Chapter 21: Warmup Stuff

I’ve fallen into a habit of jogging for 40 minutes to an hour at the start of every run. The long warmup is my old-guy ritual, my homage to the lesson, which it took 20 years to learn, that the body prefers to get moving in its own good time. And, with an ancient body like mine, it takes longer. When the body announces that it’s ready to stretch out and run, it’s a clear feeling in my heart: Okay…Now!

Today, it took an entire enjoyable hour of slow rambling before my body woke up. I came around the stables by the golf course and there it was – an urge, a release: Go!

A thing I love about the long, slow warmup is how beautifully it sorts my innards. My mind becomes focused and calm, so that when I meet the urge to go fast, I’m able to run at the right pace. And, during the long warmup, worries and tensions melt away.

Science would probably say that my ready-to-run feelings occur through a kind of entrainment, where the rhythm of running sets up vibrations that synchronize the brain, followed by the emotions, and so on.

And, well, okay, if that’s the mechanism – yet it feels as if there’s a conscious intelligence at the tiller, wise and loving. And it’s odd how those experiences come more easily when I ask that intelligence to help me find the way.

At the end of an hour’s warmup, I was running deep in the harmony zone, and I decided to test it with some faster running. I wanted to see if the zone would hold while my body generated higher energy.

I had fallen into a relaxed running form, and when I zipped across a busy road, it felt like flying. I felt like a champion – poised, powerful, Olympian – which was more than a little ridiculous, considering that I’m 62 years old.

From that point, I played with the zone, running slowly for several hundred yards until I felt the harmony grow strong, then going faster to see if it would hold. Finally, I fell into an enjoyable lope and stayed there. I’d been running for an hour and a half.

Near the gym, the inner synchrony weakened a bit and I eased into a jog. I wondered if it would return if I jogged around the track at Angell Field, but after five or six laps it hadn’t, so I headed toward the sports complex, happy to extend the run to two hours.

I passed a field hockey pitch where several women were taking practice shots on the goal. Absorbed in watching the goalie, I forgot about my running, and I realized that I’d slipped quietly back into the zone. I thought, “Fascinating – you can’t force it; you can only set up the right conditions, which include mental focus and a certain self-forgetfulness.”

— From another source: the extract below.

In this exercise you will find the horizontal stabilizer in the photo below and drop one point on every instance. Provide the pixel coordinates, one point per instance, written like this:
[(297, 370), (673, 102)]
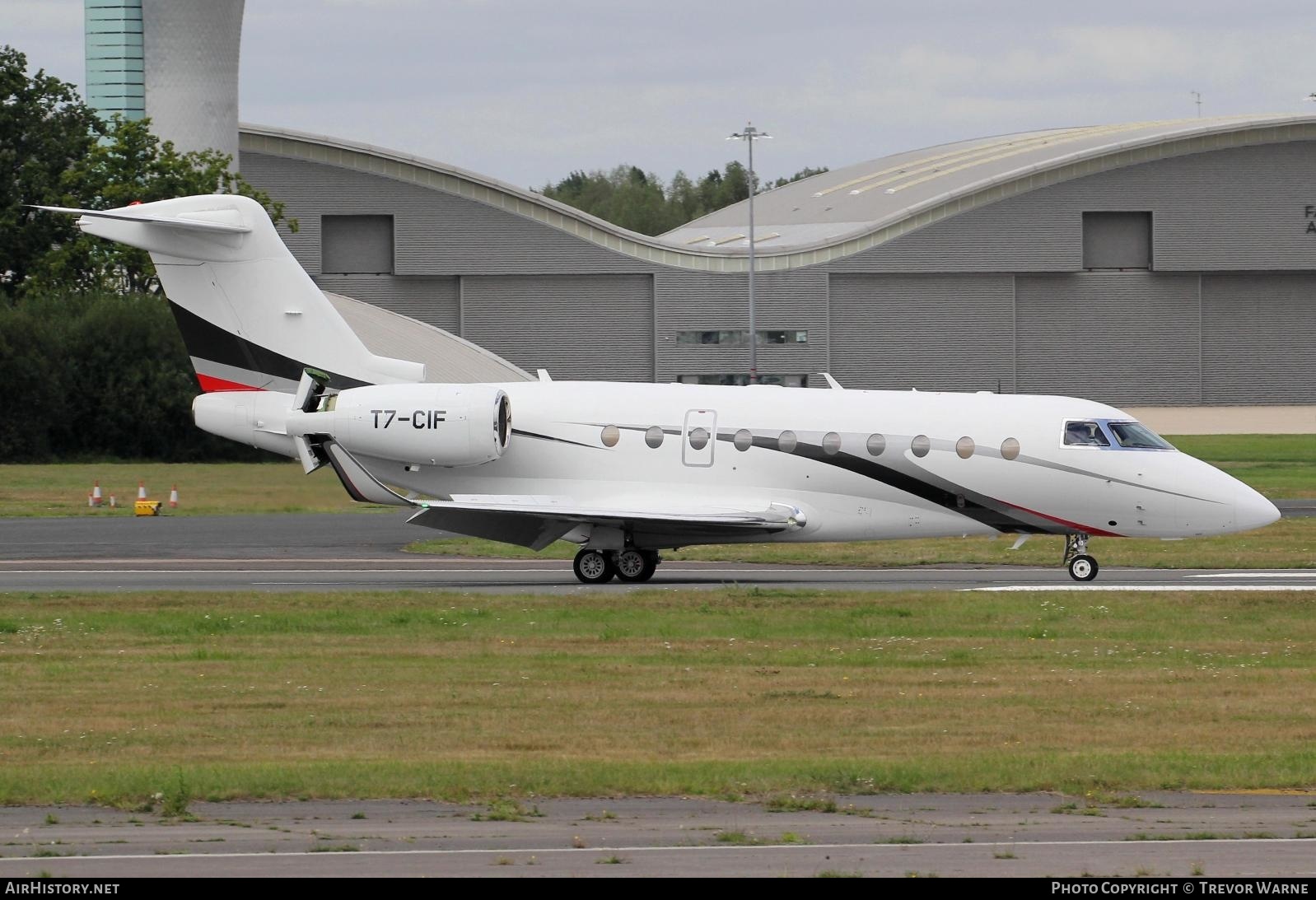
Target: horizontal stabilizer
[(360, 483), (213, 222)]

When I find my way into the zone, it’s simple and non-striving. It has more to do with being than with doing. With receiving rather than grasping. With now rather than then. With melting-into, rather than flowing-over. With relaxing rather than pushing. With inner communion, rather than outer expression. It’s a quiet in the midst of activity. It’s a bird, quietly absorbed, dancing its lyric in the sky for the pleasure of an appreciative universe.